# New Member from Ohio



## deerhunt45 (Jan 13, 2009)

Just wanted to say hello. Look forward to exploring and participating in your forums. Looks like a great site!

45 :cool2:


----------



## tylerolsen12 (Feb 8, 2007)

welcome to AT


----------



## Dthbyhoyt (Dec 4, 2004)

:welcome: 2 ArcheryTalk


----------



## JStinson (Aug 24, 2008)

*Fellow Buckeye!*

Good to see another Buckeye in the group! I live in Columbus and hunt in Jackson County.

See you around!

-- Jack
www.deerhuntingishard.blogspot.com


----------



## bummer (Jan 11, 2009)

Welcome to the site.


----------



## swampfrogg (Jun 29, 2007)




----------



## JWT (Jan 3, 2006)

*Welcome to Archery Talk*

Where abouts in Ohio? :welcomesign:


----------



## BowtechAlly563 (Dec 5, 2007)

Welcome:teeth:


----------



## Archery_Girl (Jan 11, 2009)

hello there :star:


----------



## buck-n-nuts (Feb 23, 2007)

Welcome to AT..


----------



## FrickerDude (Jan 12, 2009)

*Welcome*

Welcome to AT from your Michigan Neighbor

FrickerDude


----------



## Double S (Mar 30, 2008)

Welcome to AT.


----------



## Tim Roberts (Jul 13, 2002)

:wav: :yo: *G'day.*







to *Archery Talk* deerhunt45. Have fun here.


----------



## smurphysgirl (Mar 6, 2007)

*From one Buckeye to another...*

Welcome to AT! Happy shooting!
*X*-----------------------------:archer:


----------



## deerhunt45 (Jan 13, 2009)

Thanks for the welcome...I'm back to explore!

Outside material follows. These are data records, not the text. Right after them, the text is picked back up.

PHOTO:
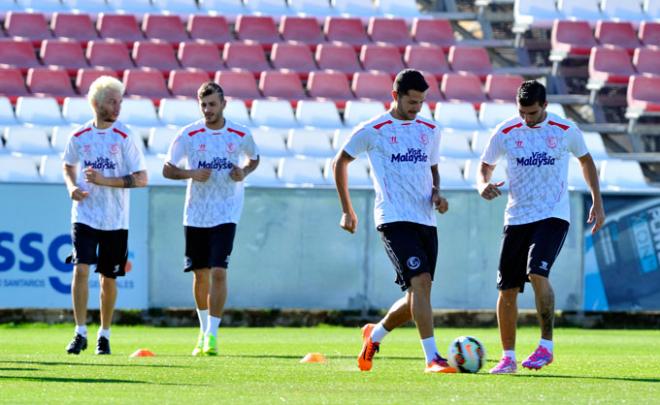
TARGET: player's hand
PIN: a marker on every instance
(491, 190)
(348, 222)
(201, 175)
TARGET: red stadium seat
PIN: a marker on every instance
(389, 30)
(18, 53)
(246, 55)
(261, 29)
(434, 31)
(112, 54)
(281, 84)
(85, 77)
(294, 56)
(200, 55)
(427, 57)
(239, 84)
(372, 85)
(617, 33)
(145, 83)
(186, 82)
(500, 87)
(50, 80)
(78, 27)
(338, 56)
(470, 59)
(210, 28)
(157, 55)
(647, 60)
(348, 30)
(463, 86)
(121, 27)
(168, 28)
(301, 29)
(64, 53)
(382, 57)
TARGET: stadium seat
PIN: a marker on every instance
(124, 28)
(246, 55)
(18, 53)
(502, 87)
(434, 31)
(357, 111)
(49, 80)
(155, 54)
(78, 27)
(261, 29)
(30, 26)
(318, 114)
(273, 113)
(145, 83)
(310, 142)
(330, 84)
(427, 57)
(617, 33)
(293, 56)
(457, 115)
(76, 110)
(200, 55)
(462, 86)
(239, 84)
(85, 77)
(111, 54)
(178, 112)
(301, 29)
(389, 30)
(186, 82)
(63, 53)
(382, 57)
(38, 111)
(27, 140)
(470, 59)
(168, 28)
(372, 86)
(210, 28)
(338, 56)
(348, 30)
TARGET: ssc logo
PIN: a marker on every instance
(413, 263)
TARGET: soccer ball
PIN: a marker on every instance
(467, 354)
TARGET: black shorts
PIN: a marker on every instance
(107, 249)
(529, 249)
(412, 248)
(208, 247)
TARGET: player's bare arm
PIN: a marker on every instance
(590, 173)
(349, 219)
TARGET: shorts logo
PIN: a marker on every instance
(413, 262)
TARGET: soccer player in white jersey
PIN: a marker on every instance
(101, 161)
(537, 146)
(215, 155)
(403, 152)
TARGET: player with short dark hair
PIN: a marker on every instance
(403, 152)
(537, 146)
(101, 161)
(217, 155)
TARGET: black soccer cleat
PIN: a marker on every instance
(78, 344)
(102, 345)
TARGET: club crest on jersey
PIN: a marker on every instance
(413, 155)
(216, 164)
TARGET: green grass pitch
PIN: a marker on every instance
(261, 365)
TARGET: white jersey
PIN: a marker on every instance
(401, 154)
(537, 166)
(114, 153)
(218, 200)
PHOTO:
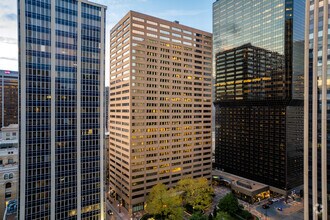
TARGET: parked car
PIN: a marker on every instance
(270, 202)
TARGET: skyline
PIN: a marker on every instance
(186, 14)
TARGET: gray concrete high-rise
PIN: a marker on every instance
(61, 134)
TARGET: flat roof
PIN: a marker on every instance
(243, 185)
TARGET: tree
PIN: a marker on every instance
(196, 192)
(222, 216)
(229, 204)
(164, 203)
(198, 216)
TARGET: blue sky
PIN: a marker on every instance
(194, 13)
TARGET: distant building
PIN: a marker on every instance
(9, 174)
(61, 66)
(160, 106)
(259, 91)
(8, 97)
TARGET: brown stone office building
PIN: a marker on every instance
(160, 106)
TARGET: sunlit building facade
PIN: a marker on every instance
(8, 97)
(61, 136)
(160, 106)
(317, 117)
(258, 47)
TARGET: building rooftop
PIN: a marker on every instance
(241, 184)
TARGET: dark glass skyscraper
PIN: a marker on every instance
(317, 114)
(259, 90)
(61, 62)
(8, 97)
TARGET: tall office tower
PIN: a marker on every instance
(8, 170)
(317, 143)
(8, 97)
(61, 62)
(160, 106)
(259, 91)
(106, 108)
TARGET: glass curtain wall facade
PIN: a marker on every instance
(9, 97)
(317, 81)
(61, 61)
(259, 90)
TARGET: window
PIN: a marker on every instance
(8, 185)
(8, 195)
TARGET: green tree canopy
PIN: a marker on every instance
(196, 192)
(229, 204)
(164, 203)
(198, 216)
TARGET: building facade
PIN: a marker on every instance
(61, 63)
(9, 174)
(259, 90)
(160, 106)
(106, 108)
(316, 134)
(9, 97)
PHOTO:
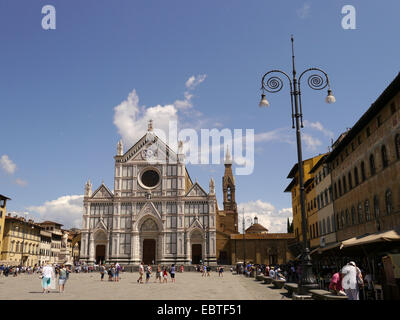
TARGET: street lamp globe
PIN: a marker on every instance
(264, 102)
(330, 98)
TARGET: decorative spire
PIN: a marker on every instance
(88, 188)
(120, 148)
(180, 147)
(150, 125)
(228, 158)
(212, 186)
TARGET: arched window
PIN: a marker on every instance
(360, 213)
(356, 176)
(350, 181)
(372, 164)
(367, 211)
(363, 177)
(353, 215)
(376, 206)
(385, 160)
(397, 145)
(328, 225)
(333, 224)
(388, 200)
(335, 190)
(342, 219)
(229, 194)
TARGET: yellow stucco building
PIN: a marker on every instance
(21, 242)
(3, 206)
(310, 196)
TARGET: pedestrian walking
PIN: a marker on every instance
(141, 271)
(352, 280)
(172, 272)
(165, 275)
(203, 271)
(117, 270)
(62, 278)
(102, 271)
(46, 277)
(335, 286)
(148, 273)
(158, 274)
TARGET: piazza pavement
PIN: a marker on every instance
(188, 286)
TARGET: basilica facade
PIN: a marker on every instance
(155, 213)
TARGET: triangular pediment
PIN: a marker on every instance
(148, 210)
(196, 224)
(100, 225)
(196, 191)
(150, 149)
(102, 192)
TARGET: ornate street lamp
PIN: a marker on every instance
(272, 83)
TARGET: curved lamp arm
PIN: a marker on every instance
(317, 81)
(274, 84)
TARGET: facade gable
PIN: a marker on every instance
(102, 192)
(196, 191)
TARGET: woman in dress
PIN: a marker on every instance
(62, 278)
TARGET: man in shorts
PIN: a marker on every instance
(172, 272)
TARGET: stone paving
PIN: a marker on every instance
(188, 286)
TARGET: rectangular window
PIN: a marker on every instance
(125, 243)
(379, 120)
(393, 108)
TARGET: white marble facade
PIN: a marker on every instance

Live in Allen County, hunt in Logan County :smile:


----------



## bow&buck (Aug 15, 2006)

Welcome to AT


----------



## Scott07/OH (Feb 9, 2009)

Welcome to AT!!! I'm from Portage County


----------



## 3DinTN (Feb 17, 2004)

Welcome to AT


----------



## JStinson (Aug 24, 2008)

*Fellow Buckeye!*

Welcome dude! I live in Columbus and bowhunt in Jackson County.

See you around.

--Jack
www.deerhuntingishard.blogspot.com


----------



## superbuckeye (Dec 31, 2007)

Welcome aboard.


----------



## trophyhunter20 (Nov 1, 2007)

welcome to at.


----------



## paintedman (Aug 26, 2004)

Welcome to AT


----------



## SouthernOhio#9 (Oct 10, 2005)

Welcome from another Ohioan!


----------



## copperdoc1 (Mar 30, 2008)

Ohio in the house, welcome fellow bucknut. :darkbeer:


----------



## Blackroesses (Aug 17, 2008)

welcome to A T !!!


----------